Jane opened her mouth to interrupt him—or perhaps more likely to contradict him—yet again. He put an arm around her waist and pulled her sharply to his side, glaring at her as fiercely as he had ever done as a warning to remain silent. Her mou
th snapped to a close, and then she stomped on his toes.
Deuced minx.
“Quite soon,” he added on a groan, hoping to further infuriate her.
She elbowed him in the ribs.
“Perhaps tomorrow. I don’t particularly care to wait.”
Jane huffed in response. Finally, she remained still and quiet. She really needed to learn her place—particularly now that she would be his duchess.
His duchess. His wife. Good God.
His mother beamed at them from just inside the doorway. “Oh, how splendid. We’ll have to make an announcement this evening, of course. There won’t be time for an engagement ball, it seems, but we’ll plan a celebration for afterward, if that will suit you, Jane.”
Mama stopped and truly looked at Jane for the first time since entering the parlor. “Oh, dear. You must go up to Meg at once and change into a new gown. Hurry along. There’s no time to waste.”
“But...”
His mother had joined them before the desk and now placed her hand where Peter’s had been. “But nothing. You can’t possibly rejoin the ball looking as you do. Go. Shoo.”

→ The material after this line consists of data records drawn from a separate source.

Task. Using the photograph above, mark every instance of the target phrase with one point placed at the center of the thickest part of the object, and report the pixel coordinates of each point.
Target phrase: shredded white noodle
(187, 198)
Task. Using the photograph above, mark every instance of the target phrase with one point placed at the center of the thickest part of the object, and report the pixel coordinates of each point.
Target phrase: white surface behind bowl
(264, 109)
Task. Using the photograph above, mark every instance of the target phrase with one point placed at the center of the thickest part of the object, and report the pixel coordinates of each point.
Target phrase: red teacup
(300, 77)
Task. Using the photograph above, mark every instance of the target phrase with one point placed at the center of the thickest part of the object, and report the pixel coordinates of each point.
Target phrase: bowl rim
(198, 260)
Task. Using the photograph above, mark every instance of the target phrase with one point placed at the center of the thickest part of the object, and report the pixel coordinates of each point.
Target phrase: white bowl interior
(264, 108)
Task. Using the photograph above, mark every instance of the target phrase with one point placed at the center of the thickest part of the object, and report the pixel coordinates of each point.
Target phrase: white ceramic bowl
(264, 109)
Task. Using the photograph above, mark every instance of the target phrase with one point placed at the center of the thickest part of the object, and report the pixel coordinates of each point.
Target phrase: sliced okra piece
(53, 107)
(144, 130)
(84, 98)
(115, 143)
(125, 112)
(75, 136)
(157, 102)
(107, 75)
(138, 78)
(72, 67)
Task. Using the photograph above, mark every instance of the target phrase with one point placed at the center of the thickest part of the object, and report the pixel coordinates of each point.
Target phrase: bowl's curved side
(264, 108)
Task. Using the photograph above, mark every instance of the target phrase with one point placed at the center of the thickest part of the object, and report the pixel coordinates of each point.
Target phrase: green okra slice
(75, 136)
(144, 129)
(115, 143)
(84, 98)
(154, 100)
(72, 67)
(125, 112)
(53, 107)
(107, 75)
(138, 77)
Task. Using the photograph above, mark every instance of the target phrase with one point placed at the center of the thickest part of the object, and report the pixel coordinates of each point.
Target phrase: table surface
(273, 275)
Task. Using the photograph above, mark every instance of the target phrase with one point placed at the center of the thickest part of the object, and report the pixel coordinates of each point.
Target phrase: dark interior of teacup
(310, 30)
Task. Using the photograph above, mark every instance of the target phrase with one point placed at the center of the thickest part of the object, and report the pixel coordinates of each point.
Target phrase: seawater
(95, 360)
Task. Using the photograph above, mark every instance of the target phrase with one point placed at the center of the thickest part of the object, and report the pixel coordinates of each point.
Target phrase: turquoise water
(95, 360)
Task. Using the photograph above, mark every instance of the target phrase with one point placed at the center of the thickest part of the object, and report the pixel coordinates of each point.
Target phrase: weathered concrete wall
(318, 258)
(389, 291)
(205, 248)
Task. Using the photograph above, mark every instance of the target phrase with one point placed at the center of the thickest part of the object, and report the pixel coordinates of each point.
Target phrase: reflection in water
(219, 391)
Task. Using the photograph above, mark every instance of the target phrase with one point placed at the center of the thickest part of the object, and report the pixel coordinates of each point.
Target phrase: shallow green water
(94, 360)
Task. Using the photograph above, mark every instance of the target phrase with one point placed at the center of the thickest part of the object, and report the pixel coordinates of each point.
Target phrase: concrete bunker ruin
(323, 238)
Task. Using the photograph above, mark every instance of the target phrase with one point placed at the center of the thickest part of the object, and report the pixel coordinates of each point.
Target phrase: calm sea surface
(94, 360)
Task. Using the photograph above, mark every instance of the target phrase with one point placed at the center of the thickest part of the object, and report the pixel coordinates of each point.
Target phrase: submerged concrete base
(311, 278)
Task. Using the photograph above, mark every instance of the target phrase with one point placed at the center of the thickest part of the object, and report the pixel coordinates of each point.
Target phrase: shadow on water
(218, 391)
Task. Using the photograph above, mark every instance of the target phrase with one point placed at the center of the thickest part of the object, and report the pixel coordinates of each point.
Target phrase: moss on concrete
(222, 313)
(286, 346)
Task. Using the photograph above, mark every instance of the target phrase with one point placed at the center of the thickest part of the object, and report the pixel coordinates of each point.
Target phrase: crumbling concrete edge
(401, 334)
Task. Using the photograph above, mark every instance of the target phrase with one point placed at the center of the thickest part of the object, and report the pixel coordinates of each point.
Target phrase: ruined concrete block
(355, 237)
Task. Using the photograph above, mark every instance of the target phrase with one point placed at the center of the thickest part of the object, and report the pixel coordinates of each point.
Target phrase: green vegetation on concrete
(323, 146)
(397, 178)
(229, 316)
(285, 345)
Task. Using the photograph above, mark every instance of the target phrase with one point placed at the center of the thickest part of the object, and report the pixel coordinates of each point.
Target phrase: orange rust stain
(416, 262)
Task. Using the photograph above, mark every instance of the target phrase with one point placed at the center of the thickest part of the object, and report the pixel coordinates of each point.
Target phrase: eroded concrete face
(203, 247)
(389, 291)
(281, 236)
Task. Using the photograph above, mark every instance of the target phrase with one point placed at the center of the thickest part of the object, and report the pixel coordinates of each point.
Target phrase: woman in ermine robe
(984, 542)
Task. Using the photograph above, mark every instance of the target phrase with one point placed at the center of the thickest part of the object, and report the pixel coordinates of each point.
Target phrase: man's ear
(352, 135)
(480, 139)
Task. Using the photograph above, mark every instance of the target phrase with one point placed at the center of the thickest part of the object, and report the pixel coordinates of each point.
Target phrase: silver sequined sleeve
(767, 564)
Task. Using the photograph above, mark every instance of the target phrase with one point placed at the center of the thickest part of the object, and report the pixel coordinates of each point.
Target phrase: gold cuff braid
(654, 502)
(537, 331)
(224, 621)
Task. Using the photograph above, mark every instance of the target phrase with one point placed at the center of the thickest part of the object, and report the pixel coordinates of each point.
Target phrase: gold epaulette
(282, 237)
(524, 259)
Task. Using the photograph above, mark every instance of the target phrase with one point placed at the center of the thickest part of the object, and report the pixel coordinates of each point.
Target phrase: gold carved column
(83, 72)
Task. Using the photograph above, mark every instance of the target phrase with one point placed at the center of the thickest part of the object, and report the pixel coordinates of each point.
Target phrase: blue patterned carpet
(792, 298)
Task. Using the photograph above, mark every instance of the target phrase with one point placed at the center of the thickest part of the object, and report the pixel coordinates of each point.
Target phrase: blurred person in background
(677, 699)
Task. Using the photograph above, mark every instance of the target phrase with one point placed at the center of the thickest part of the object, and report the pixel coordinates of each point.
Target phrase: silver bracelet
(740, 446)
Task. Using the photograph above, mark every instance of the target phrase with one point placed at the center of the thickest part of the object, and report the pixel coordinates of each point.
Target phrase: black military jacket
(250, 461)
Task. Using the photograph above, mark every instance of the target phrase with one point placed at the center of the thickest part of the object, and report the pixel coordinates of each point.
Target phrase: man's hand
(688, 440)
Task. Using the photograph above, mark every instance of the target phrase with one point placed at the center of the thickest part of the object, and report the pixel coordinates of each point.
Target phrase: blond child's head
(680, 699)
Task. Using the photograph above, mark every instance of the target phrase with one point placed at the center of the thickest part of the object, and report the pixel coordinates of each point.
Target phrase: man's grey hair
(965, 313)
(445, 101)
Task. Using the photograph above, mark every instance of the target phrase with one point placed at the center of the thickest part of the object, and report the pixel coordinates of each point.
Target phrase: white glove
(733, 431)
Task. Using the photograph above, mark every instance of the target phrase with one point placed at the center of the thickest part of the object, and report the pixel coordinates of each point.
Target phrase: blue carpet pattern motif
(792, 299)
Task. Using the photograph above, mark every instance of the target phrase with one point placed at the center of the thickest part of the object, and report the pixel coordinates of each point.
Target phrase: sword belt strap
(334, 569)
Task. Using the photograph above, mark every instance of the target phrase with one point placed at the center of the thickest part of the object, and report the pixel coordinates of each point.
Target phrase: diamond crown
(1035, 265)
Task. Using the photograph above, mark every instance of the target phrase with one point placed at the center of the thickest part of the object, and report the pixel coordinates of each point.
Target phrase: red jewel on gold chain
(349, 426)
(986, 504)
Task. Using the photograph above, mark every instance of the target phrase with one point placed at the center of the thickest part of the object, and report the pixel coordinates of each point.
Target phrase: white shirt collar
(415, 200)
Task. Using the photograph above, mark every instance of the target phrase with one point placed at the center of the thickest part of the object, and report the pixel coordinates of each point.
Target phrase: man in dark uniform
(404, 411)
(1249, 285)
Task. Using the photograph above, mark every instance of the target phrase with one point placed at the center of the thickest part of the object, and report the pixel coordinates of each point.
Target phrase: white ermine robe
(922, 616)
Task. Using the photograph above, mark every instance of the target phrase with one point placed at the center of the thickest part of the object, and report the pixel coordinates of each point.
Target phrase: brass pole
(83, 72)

Lady Plumridge had been creeping toward the door. The harridan likely wanted to be the first to return to supper so she could spoil the surprise or cause some other sort of uproar.
Mama, ever aware, took care of that possibility, as well. Once Jane was out the door and headed toward her chamber to change, Mama turned to Lady Plumridge. “Why, Sybil. I’ve not spoken with you yet this evening. Will you not be so kind as to sit with me for supper? We have an opening at our table.” She firmly took hold of the other woman’s arm and led her away, despite the woman’s tittering and glancing over her shoulder.
Peter’s head felt like Wellington’s army was marching through it. Blast, how had this happened again?
“Will you please go down to supper, as well?” he asked Sinclaire. “Explain our absences as you will.”
His friend inclined his head with a look of pity in his eyes, then went on his way.
Twice, women he had had no intention of offering for would become his wife.